Rum & Bones was an unexpectedly good game that came out in 2015 from CMON (previously Cool Mini or Not). When I first saw the game, it didn’t seem like it would work but after playing it, Rum & Bones turned out to be quite fun.
As we’ve come to expect from Cool Mini or Not, the components for Rum & Bones are of some of the highest quality in board gaming today. For a game pimper, there isn’t much one would need to do to pimp this game out besides painting the minis and making some upgrades to some of the cardboard tokens.
The guys at GMM Studios, a professional painting studio, proved me wrong by making an amazing custom Rum & Bones display for Gen Con 2015. It is a full 1:1 scale 3D “board” for the game. The amount of detail and time they put into this playable display is amazing and you can read about it’s creation as well as see a ton more pictures in their announcement article. It is simply fantastic.
I did not have any intention of pimping out Rum & Bones and after seeing GMM Studios work, I knew the pinnacle to pimping this game had been achieved. However, I have a friend who runs a great cocktail blog, Cocktail Hacker, and he received this great whiskey sample from Blade and Bow that included a split barrel case.
My friend didn’t have a use for the case after he was done so he gave it to me to do something with. I kicked around a few ideas and then thought it would be a really fun case for Rum & Bones. As you can see though, that case is really small so it would likely only hold some of the tokens at best. I didn’t want to use this great case as a simple bits bucket so I started thinking about how I might have it hold the entire game. Soon the entire project started to take shape.
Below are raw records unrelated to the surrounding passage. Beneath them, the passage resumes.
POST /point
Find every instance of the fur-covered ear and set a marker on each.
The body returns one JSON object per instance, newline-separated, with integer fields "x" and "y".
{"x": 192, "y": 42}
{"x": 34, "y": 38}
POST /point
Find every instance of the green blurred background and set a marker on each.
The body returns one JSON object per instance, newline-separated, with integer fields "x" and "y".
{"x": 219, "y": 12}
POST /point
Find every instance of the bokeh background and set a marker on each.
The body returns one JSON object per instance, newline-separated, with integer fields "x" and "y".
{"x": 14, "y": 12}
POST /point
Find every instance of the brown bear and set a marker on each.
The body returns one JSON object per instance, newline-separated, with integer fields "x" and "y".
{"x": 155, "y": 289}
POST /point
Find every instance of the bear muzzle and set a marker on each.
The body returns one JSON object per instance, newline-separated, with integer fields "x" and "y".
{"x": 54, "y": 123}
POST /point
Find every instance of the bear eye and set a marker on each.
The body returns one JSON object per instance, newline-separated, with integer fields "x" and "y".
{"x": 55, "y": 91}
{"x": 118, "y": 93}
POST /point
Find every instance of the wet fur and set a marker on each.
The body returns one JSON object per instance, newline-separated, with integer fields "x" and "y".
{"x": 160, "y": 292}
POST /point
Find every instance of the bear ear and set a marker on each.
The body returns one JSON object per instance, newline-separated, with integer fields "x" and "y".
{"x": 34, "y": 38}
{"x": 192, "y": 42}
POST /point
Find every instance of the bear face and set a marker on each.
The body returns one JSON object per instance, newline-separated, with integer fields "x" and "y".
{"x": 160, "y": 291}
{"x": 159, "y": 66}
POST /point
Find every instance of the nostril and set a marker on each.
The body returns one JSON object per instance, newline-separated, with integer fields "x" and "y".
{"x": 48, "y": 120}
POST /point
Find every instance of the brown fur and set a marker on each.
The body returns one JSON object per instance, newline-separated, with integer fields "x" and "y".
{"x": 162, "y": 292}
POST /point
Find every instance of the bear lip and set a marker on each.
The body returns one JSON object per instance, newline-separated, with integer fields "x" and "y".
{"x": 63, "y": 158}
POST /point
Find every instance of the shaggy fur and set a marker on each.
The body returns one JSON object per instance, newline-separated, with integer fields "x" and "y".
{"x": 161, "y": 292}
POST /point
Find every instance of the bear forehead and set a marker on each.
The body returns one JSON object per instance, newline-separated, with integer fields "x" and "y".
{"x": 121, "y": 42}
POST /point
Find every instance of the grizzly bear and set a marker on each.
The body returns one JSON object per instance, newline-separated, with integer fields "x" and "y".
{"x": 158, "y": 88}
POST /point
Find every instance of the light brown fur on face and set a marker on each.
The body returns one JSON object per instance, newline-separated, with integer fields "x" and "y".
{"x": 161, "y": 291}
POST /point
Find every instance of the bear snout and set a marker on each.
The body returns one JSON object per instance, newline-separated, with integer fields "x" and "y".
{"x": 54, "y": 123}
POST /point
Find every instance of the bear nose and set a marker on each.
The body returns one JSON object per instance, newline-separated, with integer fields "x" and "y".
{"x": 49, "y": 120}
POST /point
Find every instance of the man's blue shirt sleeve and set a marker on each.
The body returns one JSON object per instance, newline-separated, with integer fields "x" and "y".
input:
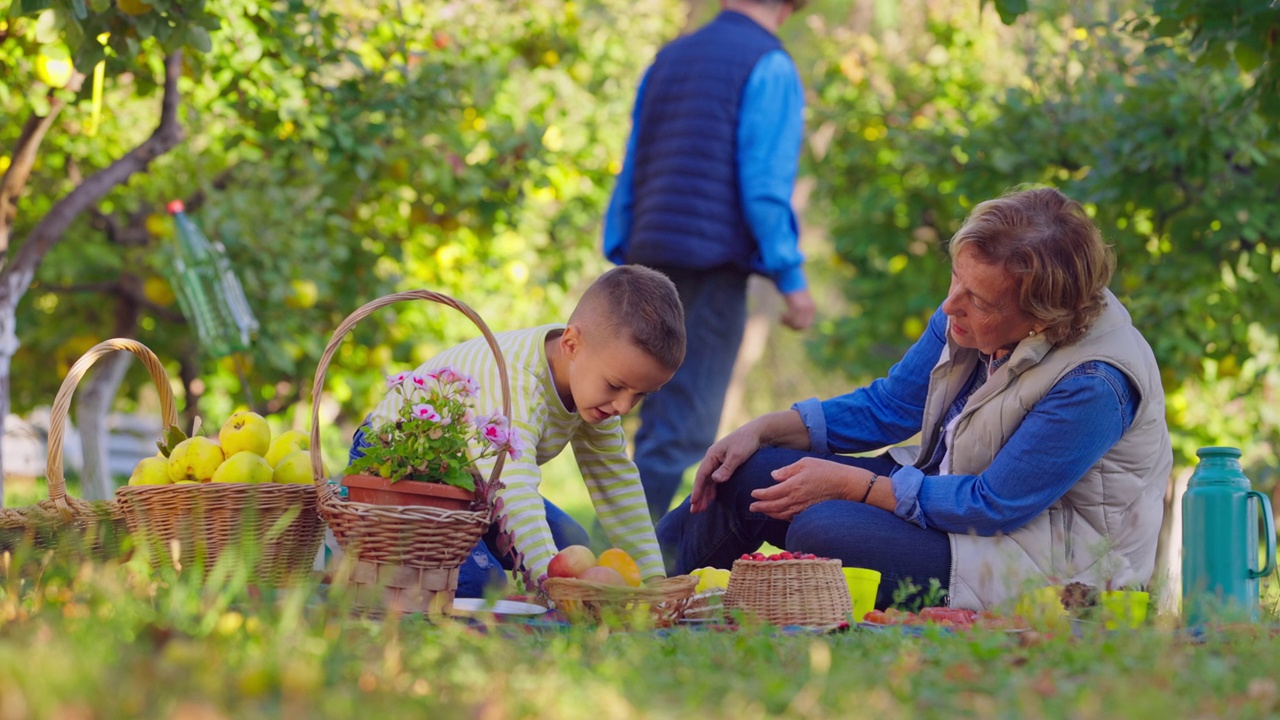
{"x": 617, "y": 217}
{"x": 769, "y": 132}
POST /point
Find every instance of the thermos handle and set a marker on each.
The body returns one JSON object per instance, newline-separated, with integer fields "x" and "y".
{"x": 1269, "y": 523}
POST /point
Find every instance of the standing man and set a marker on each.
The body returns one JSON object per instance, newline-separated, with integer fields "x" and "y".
{"x": 704, "y": 196}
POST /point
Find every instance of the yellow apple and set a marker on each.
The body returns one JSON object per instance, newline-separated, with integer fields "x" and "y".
{"x": 54, "y": 65}
{"x": 245, "y": 431}
{"x": 151, "y": 472}
{"x": 287, "y": 443}
{"x": 243, "y": 466}
{"x": 293, "y": 468}
{"x": 195, "y": 459}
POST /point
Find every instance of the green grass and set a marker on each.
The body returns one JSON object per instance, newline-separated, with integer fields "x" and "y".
{"x": 91, "y": 639}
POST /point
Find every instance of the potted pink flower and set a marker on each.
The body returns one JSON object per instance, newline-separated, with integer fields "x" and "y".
{"x": 426, "y": 454}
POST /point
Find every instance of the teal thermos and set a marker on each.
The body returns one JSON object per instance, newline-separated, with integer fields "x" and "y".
{"x": 1220, "y": 540}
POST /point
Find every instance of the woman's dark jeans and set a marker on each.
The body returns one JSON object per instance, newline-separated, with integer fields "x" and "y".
{"x": 859, "y": 534}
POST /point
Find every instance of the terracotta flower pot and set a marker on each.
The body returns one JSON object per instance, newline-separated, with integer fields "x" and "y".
{"x": 380, "y": 491}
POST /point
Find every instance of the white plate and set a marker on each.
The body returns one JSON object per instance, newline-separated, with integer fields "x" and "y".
{"x": 478, "y": 605}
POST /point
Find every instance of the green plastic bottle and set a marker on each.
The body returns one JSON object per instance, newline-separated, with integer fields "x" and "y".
{"x": 209, "y": 292}
{"x": 1220, "y": 540}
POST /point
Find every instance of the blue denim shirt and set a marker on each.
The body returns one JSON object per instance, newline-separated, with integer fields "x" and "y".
{"x": 769, "y": 133}
{"x": 1063, "y": 436}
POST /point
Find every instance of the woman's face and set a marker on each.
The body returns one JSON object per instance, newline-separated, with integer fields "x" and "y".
{"x": 982, "y": 305}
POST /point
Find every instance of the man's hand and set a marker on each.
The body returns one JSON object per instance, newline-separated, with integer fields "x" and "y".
{"x": 800, "y": 484}
{"x": 720, "y": 463}
{"x": 800, "y": 310}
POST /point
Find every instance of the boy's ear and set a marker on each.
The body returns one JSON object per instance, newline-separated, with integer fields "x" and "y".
{"x": 571, "y": 341}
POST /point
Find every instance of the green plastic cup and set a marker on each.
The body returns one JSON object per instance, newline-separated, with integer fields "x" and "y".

I knew I had to shrink the whole game and that would mean redoing everything from the ground up. Miniatures would be out as well to save space.
As this has been a work-in-progress for quite some time, I’ve already talked about creating some of the components like the smaller tokens here.
And while I wasn’t going to do miniatures, I didn’t want the game to be completely devoid of representative pieces so I pillaged some meeples from other games and created some new ones of my own, which I talk about in more depth here.
I took images of the board and cards, shrunk them down, and used Print-On-Demand services like Artscow and Printerstudio. I sourced some cubes to represent the normal crew, damage tokens, and bosuns. Finally, I found some great screw-locking containers to hold everything in.
The barrel itself was an actual whiskey barrel so it had all the char on the inside still. I sanded that out with steel wool, did some final cleaning, and then sealed the whole thing with a lot of acrylic gloss sealer.
As you can see, the game now takes up substantially less room on the table.
The pirate meeples from Minion’s Games Dead Men Tell No Tales work great and I picked up a set of Rum & Bones own pimped out metal coins for more flavor.
All in all, this was a very fun project as I took a game already steeped in baroque decadence and miniaturized it to fit in a stylish yet awkward container without killing a lot of the overall charm and functionality that the original game is known for.